My version is a little more restrictive than that, in that it will reject any character with a code point from 128 to 159. Although these code points are valid in XML and can be validly encoded in UTF-8, they are Unicode control characters and they are invalid within HTML 4. Additionally, the chances of a user legitimately submitting those characters are slim to nil, so it’s better to reject them than try to convert them to something else.
The ISO-8859-1 function works in the same way. It too rejects characters with those code points, as it is far more likely that the user has submitted Windows-1252 than the control characters.
Converting to UTF-8
In PHP, the utf8_encode() function can be used to convert from ISO-8859-1 to UTF-8. However, the real world forces us to handle ISO-8859-1 as Windows-1252, yet the utf8_encode() function will not handle that as well as we would like.
Since Windows-1252 is a superset of ISO-8859-1, these can both be handled by the same function: utf8FromCP1252(). Internally, this makes use of the pre-existing utf8_encode() function. Afterwards, it searches the newly encoded UTF-8 string for characters in the offending code points and remaps them to their correct Unicode code points and encodes them.

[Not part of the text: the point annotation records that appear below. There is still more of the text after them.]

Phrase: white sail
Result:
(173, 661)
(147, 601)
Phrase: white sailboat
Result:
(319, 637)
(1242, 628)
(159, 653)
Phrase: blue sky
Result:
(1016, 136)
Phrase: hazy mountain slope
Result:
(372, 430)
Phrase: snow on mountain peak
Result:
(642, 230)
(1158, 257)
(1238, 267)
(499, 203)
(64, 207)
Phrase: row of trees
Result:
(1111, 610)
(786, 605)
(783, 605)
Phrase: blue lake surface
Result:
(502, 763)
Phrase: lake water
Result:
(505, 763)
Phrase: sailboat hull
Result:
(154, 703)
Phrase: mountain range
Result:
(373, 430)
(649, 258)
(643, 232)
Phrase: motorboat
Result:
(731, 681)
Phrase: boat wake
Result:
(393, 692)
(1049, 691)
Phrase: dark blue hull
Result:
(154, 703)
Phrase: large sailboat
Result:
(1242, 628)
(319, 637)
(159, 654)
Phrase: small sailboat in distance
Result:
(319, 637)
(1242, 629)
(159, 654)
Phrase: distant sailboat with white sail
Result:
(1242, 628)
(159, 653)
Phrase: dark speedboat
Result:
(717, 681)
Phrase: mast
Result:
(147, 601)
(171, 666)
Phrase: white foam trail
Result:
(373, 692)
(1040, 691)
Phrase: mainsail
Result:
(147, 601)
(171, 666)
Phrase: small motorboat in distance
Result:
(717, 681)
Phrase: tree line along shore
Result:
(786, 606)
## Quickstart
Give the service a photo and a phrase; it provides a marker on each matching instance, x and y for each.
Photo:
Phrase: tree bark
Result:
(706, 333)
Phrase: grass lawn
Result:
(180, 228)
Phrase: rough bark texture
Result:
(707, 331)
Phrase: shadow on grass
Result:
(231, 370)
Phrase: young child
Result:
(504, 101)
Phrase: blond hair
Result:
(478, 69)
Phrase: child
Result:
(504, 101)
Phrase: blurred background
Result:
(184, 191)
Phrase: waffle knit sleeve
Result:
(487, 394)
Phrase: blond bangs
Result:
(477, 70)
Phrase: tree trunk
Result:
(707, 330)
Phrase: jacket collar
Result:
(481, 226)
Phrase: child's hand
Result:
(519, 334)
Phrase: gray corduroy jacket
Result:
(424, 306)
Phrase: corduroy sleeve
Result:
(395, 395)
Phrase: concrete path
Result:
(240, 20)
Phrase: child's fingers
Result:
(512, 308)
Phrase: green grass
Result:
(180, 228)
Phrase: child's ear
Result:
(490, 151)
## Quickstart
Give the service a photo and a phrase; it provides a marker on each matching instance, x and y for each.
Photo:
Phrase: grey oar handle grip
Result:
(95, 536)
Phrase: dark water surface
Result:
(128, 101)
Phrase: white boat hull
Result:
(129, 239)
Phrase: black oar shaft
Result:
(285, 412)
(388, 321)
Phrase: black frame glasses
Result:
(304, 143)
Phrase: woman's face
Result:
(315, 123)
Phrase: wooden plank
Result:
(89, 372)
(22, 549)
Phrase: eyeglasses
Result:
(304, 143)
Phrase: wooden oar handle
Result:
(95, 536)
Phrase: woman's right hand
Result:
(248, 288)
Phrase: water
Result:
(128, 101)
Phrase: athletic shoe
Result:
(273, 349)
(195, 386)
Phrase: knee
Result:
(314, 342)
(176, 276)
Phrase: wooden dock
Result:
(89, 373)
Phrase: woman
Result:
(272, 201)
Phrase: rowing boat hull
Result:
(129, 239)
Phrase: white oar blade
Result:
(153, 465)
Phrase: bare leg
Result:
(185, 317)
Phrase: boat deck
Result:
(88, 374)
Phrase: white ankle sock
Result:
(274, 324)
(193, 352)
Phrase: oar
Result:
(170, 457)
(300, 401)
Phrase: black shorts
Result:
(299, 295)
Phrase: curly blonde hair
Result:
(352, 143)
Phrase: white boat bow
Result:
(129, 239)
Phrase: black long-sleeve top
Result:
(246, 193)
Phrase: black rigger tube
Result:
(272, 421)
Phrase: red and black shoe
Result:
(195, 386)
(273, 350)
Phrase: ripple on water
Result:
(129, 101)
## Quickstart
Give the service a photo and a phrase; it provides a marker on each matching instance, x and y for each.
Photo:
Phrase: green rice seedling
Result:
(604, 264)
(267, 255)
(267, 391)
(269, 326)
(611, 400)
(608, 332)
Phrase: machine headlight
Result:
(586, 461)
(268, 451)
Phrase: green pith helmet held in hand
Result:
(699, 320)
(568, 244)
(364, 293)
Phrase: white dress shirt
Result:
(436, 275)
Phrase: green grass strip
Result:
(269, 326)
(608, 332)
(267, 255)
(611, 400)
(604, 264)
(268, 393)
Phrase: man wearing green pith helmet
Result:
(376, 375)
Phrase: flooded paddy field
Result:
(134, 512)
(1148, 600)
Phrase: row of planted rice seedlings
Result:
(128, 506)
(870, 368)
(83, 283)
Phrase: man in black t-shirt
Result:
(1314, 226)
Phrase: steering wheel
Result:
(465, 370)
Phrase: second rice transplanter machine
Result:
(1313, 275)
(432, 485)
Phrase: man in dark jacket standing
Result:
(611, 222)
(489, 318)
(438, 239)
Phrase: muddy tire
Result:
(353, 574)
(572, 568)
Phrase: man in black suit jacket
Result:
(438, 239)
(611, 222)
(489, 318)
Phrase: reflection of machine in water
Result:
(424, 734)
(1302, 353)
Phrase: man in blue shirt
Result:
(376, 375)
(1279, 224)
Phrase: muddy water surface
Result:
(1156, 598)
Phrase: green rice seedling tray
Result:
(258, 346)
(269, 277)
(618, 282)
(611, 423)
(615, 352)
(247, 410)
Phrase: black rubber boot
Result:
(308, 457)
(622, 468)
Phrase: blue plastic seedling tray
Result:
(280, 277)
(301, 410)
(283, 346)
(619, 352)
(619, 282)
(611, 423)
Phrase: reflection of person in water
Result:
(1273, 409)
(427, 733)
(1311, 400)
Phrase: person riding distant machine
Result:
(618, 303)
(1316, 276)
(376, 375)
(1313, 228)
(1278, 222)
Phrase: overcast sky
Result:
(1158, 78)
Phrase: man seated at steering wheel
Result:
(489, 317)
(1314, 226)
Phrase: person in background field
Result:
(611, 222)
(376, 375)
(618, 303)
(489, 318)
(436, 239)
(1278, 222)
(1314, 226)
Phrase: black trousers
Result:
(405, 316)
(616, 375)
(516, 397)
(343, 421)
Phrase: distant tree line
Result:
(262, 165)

To do this a second function is used which accepts the Windows-1252 encoded character, determines the code point, uses a look up table in an array to find the Unicode code point and then calls a third function to generated the UTF-8 encoded character from that code point.

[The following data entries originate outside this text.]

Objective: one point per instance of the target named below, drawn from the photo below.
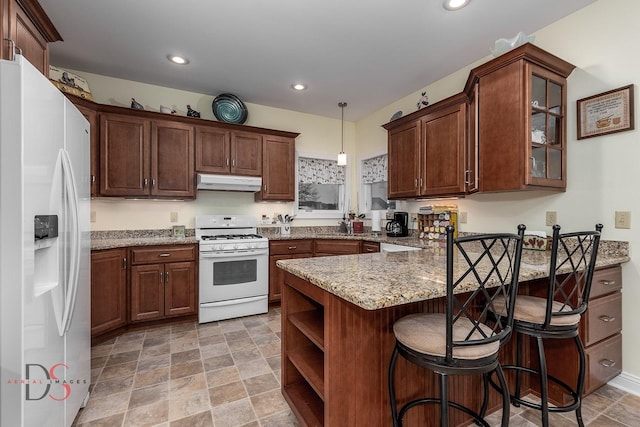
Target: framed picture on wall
(606, 112)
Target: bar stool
(556, 316)
(462, 341)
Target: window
(321, 187)
(373, 178)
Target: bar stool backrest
(480, 268)
(573, 261)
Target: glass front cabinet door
(547, 128)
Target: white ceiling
(368, 53)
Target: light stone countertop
(381, 280)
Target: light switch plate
(623, 219)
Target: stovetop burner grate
(232, 237)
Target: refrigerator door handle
(74, 263)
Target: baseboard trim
(626, 382)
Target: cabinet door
(246, 154)
(404, 160)
(278, 169)
(180, 288)
(546, 102)
(92, 118)
(328, 247)
(108, 290)
(147, 292)
(124, 155)
(213, 153)
(444, 138)
(172, 153)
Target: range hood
(229, 182)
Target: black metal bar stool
(462, 341)
(556, 316)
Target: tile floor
(227, 374)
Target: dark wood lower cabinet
(163, 289)
(335, 357)
(108, 290)
(132, 287)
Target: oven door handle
(232, 301)
(241, 253)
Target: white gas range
(234, 267)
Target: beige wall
(602, 172)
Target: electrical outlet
(623, 219)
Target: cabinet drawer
(603, 318)
(606, 281)
(284, 247)
(163, 254)
(604, 361)
(337, 247)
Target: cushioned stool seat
(465, 340)
(427, 333)
(555, 316)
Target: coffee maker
(399, 225)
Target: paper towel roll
(375, 221)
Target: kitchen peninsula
(337, 318)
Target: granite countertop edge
(382, 280)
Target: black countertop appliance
(399, 225)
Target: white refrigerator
(45, 317)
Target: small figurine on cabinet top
(167, 110)
(191, 112)
(136, 105)
(423, 101)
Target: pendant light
(342, 157)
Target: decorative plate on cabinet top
(228, 108)
(396, 115)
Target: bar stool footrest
(519, 401)
(433, 400)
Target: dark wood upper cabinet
(27, 25)
(521, 120)
(246, 154)
(213, 150)
(172, 153)
(278, 169)
(124, 155)
(428, 153)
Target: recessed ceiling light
(455, 4)
(176, 59)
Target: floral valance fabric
(320, 171)
(374, 169)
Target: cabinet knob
(607, 363)
(606, 318)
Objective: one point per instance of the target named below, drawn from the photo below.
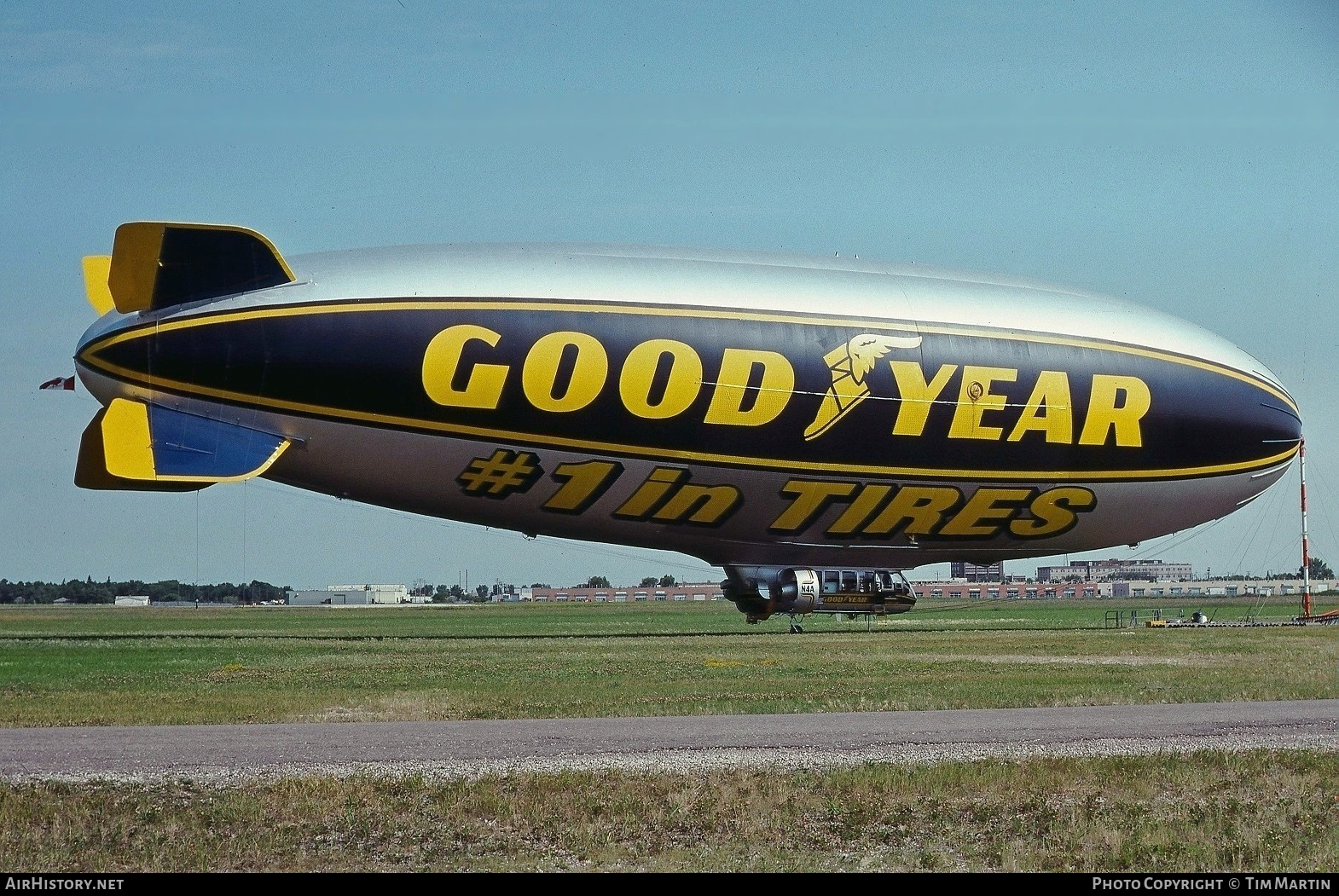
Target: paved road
(671, 743)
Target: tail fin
(146, 448)
(159, 264)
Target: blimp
(814, 426)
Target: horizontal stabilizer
(136, 446)
(157, 264)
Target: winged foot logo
(849, 366)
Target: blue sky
(1177, 154)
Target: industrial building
(1116, 569)
(679, 593)
(1139, 588)
(355, 595)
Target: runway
(229, 753)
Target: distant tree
(1318, 568)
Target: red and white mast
(1306, 556)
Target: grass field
(1251, 811)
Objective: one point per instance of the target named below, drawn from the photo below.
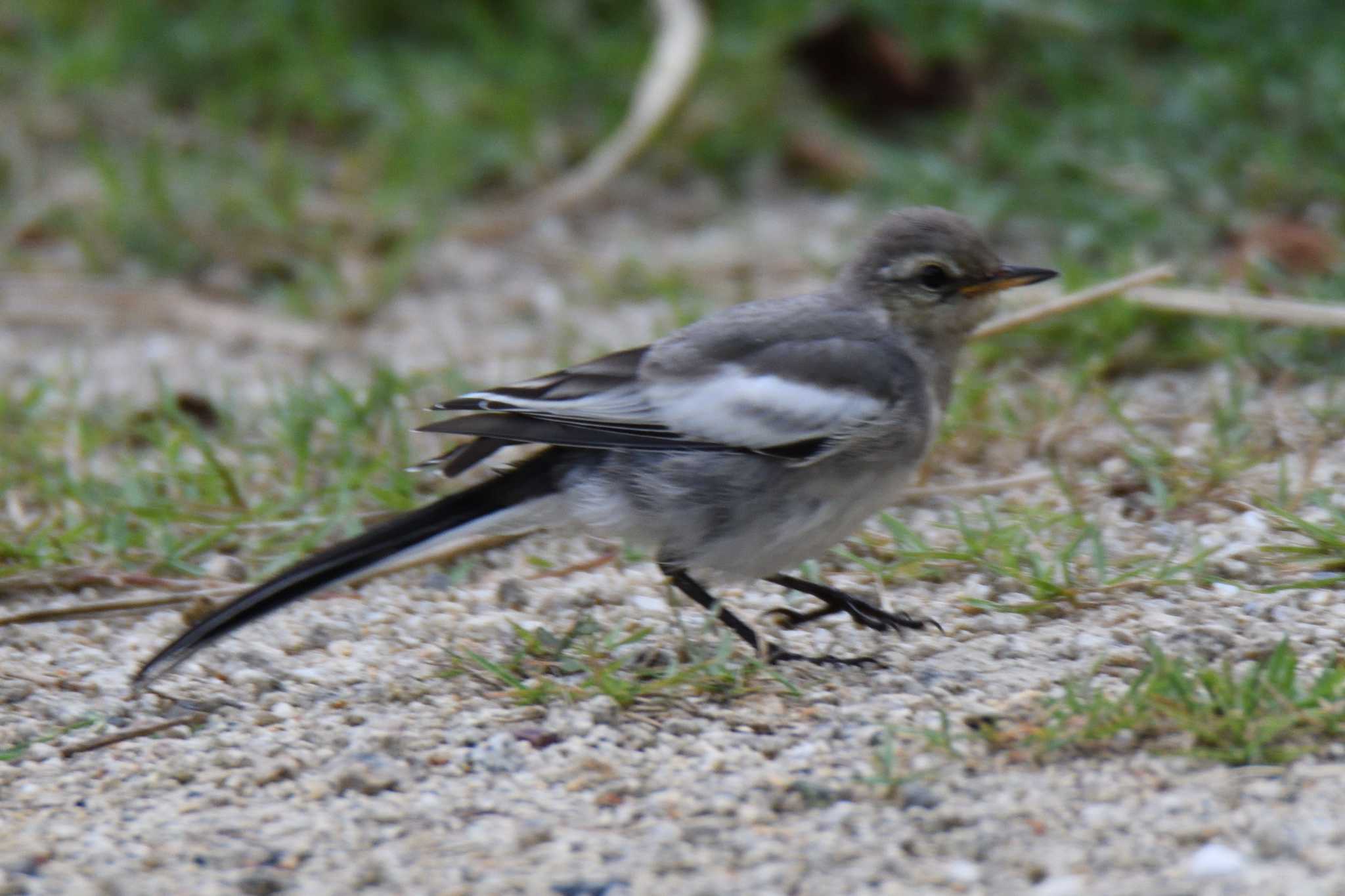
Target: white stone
(1215, 860)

The third function has been adapted from Anne Van Kesteren’s Character references to UTF-8 converter, who originally adapted it from Henri Sivonen’s UTF-8 to Code Point Array Converter. The main difference with my version is that I renamed it and changed the variable names used to something a little more sensible.
Code and Demo
You can see it all in action on the demonstration page. Enter some characters in the UTF-8 for and the ISO-8859-1 forms and see how it flawlessly handles the detection and conversion of your input into valid UTF-8 output. The source code is available also.
See HEBCI: HTML Entity-Based Codepage Inference.
Last time when I was dealing with form input, I merely made my HTML serializer emit a hidden field with the euro sign as an NCR. Then I checked if that character came back intact as UTF-8. If it didn’t, I just responded with 400 Bad Request with an explanation in the accompanying HTML message.
Aristotle and Henri, those are interesting ideas and rejecting comments that aren’t encoded as expected is a reasonable idea. But how would you handle trackbacks? They’re obviously not going to submit any hidden fields and they’re usually sent in the same encoding as the source document. I guess one option would be, if the input is not valid as UTF-8, to request that document, check the Content-Type header, meta element or XML declaration and then use that information to convert it to UTF-8.